There was, however, one route left to try: Morton could go back to his beloved “Canaan” to assert his claims in person. And by this time his claims had become very large indeed. With patents and commissions variously obtained he hoped to prove ownership of vast tracts in Maine, in Connecticut, in the Narragansett country of Rhode Island, and on Martha’s Vineyard.
So it was that, in autumn 1643, he went westward across the Atlantic for the third and final time. As before, he landed at Plymouth; as before, he was greeted with much doubt and suspicion but was allowed to stay through the winter. Spring found him on the move through the wilderness, in pursuit of his ever-receding goals. Far from becoming a rich landowner at last, he “lived meanly” (so said his old Pilgrim antagonists) and “could not procure the least respect” from anyone. His land claims came to nothing.
Again the long arm of Puritan law caught up with him. Arrested in Massachusetts in September 1644, he was accused of having made “complaint against us” to the royal privy council. Why this should have been accounted a crime is far from clear, but in any case Morton could scarcely deny it. (A related accusation, that he had “set forth a book against us,” could not be proved, since there was no copy of New English Canaan at hand.) The magistrates sent to England for “further evidence,” while the defendant languished in a Boston jail. There he remained for almost a year— “laid in Irons,” he complained, “to the decaying of his Limbs.” Eventually the court released him (“being old and crazy”) with a view to enabling him “to go out of the jurisdiction.” And go he did—to a tiny fishing station in non-Puritan Maine. There he lived, Winthrop tells us, “poor and despised, [and] died within two years after.”

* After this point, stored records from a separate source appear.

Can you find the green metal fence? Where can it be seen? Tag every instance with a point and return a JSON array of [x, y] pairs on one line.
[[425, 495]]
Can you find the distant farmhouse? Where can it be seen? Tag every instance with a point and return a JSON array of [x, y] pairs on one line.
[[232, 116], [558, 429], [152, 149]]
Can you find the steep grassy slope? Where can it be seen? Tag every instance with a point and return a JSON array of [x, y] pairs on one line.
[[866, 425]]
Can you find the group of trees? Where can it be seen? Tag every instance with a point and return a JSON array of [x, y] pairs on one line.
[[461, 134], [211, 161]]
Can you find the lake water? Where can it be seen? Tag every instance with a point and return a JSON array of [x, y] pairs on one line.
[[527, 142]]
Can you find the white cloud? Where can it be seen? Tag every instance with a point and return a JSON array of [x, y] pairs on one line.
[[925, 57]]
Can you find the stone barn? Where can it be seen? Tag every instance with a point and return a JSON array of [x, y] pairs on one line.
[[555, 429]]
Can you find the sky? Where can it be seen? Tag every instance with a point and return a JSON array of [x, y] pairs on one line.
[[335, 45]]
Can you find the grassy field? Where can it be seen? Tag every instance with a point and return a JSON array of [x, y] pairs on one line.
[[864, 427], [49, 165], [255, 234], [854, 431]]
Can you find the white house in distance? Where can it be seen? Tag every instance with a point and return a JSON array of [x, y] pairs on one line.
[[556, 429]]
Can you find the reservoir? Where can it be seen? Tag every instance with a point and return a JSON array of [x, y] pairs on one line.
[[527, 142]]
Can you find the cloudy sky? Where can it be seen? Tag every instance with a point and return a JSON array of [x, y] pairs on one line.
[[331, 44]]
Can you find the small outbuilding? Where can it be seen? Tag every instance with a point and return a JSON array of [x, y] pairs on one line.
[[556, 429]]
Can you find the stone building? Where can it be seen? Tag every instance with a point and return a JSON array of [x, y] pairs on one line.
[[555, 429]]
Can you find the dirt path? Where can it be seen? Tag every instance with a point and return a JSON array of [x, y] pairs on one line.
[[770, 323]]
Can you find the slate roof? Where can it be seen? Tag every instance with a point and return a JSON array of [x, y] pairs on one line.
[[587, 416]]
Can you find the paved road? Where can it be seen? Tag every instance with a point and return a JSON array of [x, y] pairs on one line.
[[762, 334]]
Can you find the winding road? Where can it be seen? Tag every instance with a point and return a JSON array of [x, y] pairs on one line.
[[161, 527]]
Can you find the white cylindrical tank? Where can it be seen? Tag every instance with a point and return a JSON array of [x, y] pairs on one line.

It is fitting that what little we know of Morton’s death should come from John Winthrop. For Morton’s life would scarcely have been known to us but for the Puritans. Had he chosen to settle in Virginia or Maryland or New York, had he traded there with Indians, and raised a maypole, and led a springtime revel “after the old English custome,” he would have gone unrecorded and unremembered. If he is in our history books today, and even in our folklore, it is because the Puritans put him there.
The Merry Mount-Puritan contrast is, in fact, still instructive. The Puritans’ encounter with presettlement New England went all one way: in their own terms, the Indians had to be “civilized” (or eradicated), the “howling wilderness” had to be progressively transformed into a “pleasant garden.” The sheer force of it all was, and remains, impressive. Here is a prototype of much that came later in American history: the conquest of frontiers and their native populations, the massive development of environmental bounty, the whole “go-ahead spirit.”
But Morton shows us another way—what might have been but wasn’t. A willingness to bend to the wilderness, to learn from it, to enjoy its beauty (as well as its abundant “commodities”); an appreciation for the strange ways of a “savage” people; an instinct for compromise between human need and environmental constraint—if there is any enduring message from Morton and Merry Mount, that is it. On our shrinking planet of the late twentieth century, it sounds almost modern—and not a little appealing.